Saint Niels of Aarhus or Niels the Holy (Niels den Hellige; before 1157 - 1180) was a Danish prince who lived an ascetic life and was revered as a saint in Aarhus until the 18th century even though he was never canonized.

==Biography==
Born Niels Knudsen, he was an illegitimate son of King Canute V by an unknown woman. He was a brother of Bishop Valdemar of Schleswig. He was probably named after his great-grandfather King Niels of Denmark.

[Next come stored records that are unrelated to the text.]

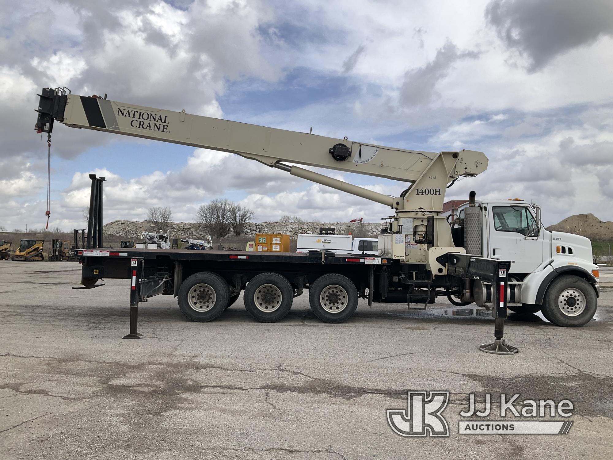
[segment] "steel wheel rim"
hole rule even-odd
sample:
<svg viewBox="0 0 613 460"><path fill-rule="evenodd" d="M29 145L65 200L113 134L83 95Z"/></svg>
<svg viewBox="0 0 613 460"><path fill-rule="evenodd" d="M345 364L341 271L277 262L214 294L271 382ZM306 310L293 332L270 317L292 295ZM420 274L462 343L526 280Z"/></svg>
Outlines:
<svg viewBox="0 0 613 460"><path fill-rule="evenodd" d="M558 297L558 307L567 316L576 316L585 309L585 296L575 288L565 289Z"/></svg>
<svg viewBox="0 0 613 460"><path fill-rule="evenodd" d="M281 307L283 296L275 285L262 285L253 294L253 303L261 312L272 313Z"/></svg>
<svg viewBox="0 0 613 460"><path fill-rule="evenodd" d="M188 293L188 303L196 312L208 312L217 301L215 290L204 283L195 285Z"/></svg>
<svg viewBox="0 0 613 460"><path fill-rule="evenodd" d="M330 285L319 294L319 304L328 313L340 313L349 305L349 296L342 286Z"/></svg>

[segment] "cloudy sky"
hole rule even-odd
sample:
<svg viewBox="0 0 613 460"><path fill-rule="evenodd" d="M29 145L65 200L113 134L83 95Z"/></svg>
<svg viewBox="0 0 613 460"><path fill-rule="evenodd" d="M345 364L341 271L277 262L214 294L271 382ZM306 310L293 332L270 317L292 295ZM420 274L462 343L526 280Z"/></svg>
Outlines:
<svg viewBox="0 0 613 460"><path fill-rule="evenodd" d="M481 150L488 170L447 199L474 190L533 199L546 224L613 220L612 50L611 0L11 2L0 9L0 225L45 220L47 144L33 130L44 86L404 148ZM91 172L107 178L106 221L142 220L154 205L192 221L218 197L259 221L389 213L231 154L59 123L51 167L50 226L65 229L83 227Z"/></svg>

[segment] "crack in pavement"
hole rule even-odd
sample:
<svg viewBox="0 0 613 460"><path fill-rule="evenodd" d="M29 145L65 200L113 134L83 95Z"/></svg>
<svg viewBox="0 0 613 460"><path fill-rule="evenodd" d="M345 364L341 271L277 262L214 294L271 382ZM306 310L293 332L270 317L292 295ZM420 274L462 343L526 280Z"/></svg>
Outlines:
<svg viewBox="0 0 613 460"><path fill-rule="evenodd" d="M338 455L341 460L349 460L348 457L341 454L340 452L338 452L332 448L332 446L329 446L327 449L314 449L314 450L307 450L307 449L292 449L287 447L269 447L267 449L257 449L254 447L243 447L242 449L233 448L233 447L221 447L221 446L218 446L217 448L219 450L231 450L238 452L253 452L261 456L260 453L266 453L266 452L284 452L287 454L297 454L297 453L308 453L308 454L321 454L321 453L329 453L334 454Z"/></svg>
<svg viewBox="0 0 613 460"><path fill-rule="evenodd" d="M13 429L13 428L17 428L18 426L21 426L24 423L28 423L28 422L33 421L36 420L37 420L39 418L40 418L41 417L44 417L44 416L47 416L49 414L48 414L48 413L43 414L42 415L39 415L37 417L34 417L34 418L31 418L29 420L24 420L21 423L18 423L17 425L13 425L13 426L10 427L10 428L7 428L6 429L0 430L0 433L4 433L5 431L8 431L9 430Z"/></svg>
<svg viewBox="0 0 613 460"><path fill-rule="evenodd" d="M412 353L400 353L400 355L390 355L389 356L383 356L383 358L377 358L375 359L371 359L369 361L366 361L367 362L372 362L373 361L378 361L379 359L387 359L388 358L396 358L397 356L406 356L409 355L417 355L417 352Z"/></svg>
<svg viewBox="0 0 613 460"><path fill-rule="evenodd" d="M13 355L13 353L2 353L0 356L15 356L15 358L36 358L41 359L59 359L55 356L26 356L23 355Z"/></svg>

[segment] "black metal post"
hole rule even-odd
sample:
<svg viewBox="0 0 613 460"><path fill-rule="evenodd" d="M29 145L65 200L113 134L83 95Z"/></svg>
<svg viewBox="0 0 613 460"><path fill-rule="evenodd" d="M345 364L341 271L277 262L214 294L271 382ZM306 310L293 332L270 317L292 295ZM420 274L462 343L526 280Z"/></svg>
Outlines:
<svg viewBox="0 0 613 460"><path fill-rule="evenodd" d="M139 300L140 298L140 275L143 272L145 261L132 259L130 267L130 333L123 339L140 339L143 334L138 332Z"/></svg>
<svg viewBox="0 0 613 460"><path fill-rule="evenodd" d="M98 183L98 247L102 247L102 182L106 180L104 177L99 177L97 180Z"/></svg>
<svg viewBox="0 0 613 460"><path fill-rule="evenodd" d="M519 353L515 347L504 343L504 320L507 314L507 286L508 274L506 267L496 266L492 283L492 304L494 316L494 337L492 343L483 343L479 349L487 353L514 355Z"/></svg>
<svg viewBox="0 0 613 460"><path fill-rule="evenodd" d="M91 234L94 223L94 203L96 199L96 174L89 174L91 179L91 191L89 192L89 213L87 216L87 244L86 247L91 249Z"/></svg>

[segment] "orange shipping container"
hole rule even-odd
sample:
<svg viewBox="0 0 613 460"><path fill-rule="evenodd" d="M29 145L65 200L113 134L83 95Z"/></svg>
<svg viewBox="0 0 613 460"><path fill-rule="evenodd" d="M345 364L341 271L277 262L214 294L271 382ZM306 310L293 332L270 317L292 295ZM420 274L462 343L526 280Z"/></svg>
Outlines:
<svg viewBox="0 0 613 460"><path fill-rule="evenodd" d="M262 252L289 252L289 235L257 233L256 234L256 250Z"/></svg>

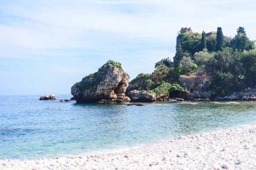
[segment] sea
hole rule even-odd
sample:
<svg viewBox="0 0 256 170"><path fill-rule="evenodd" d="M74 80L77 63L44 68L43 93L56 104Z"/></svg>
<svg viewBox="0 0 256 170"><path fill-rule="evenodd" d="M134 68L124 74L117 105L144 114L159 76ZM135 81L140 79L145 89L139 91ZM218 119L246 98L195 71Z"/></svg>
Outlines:
<svg viewBox="0 0 256 170"><path fill-rule="evenodd" d="M256 102L76 104L0 96L0 160L86 156L256 125Z"/></svg>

As a young man, Prince Niels lost interest in life at the court and withdrew to the village of Skibby near Aarhus, where he built a church with his own hands. He lived a saintly life and helped the people in the area around Aarhus. One day, as he and a few men from the town were felling trees to build another church at Viby near the sea, one of the men complained that he was thirsty. St. Niels prayed for water and a spring appeared to slake the man's thirst; St. Niels's Spring (Hellig Niels' Kilde) has run ever since. It has been a place of pilgrimage for hundreds of years and many miraculous healings are said to have taken place there, especially on St. John's Day. On his death bed in 1180, St. Niels asked to be buried in "the little church by the sea" (St. Clements). He was buried in the churchyard at St. Clements Church. Aarhus Cathedral was later erected near the site and became the center of the local veneration of St. Niels of Aarhus (also called St. Nickolas).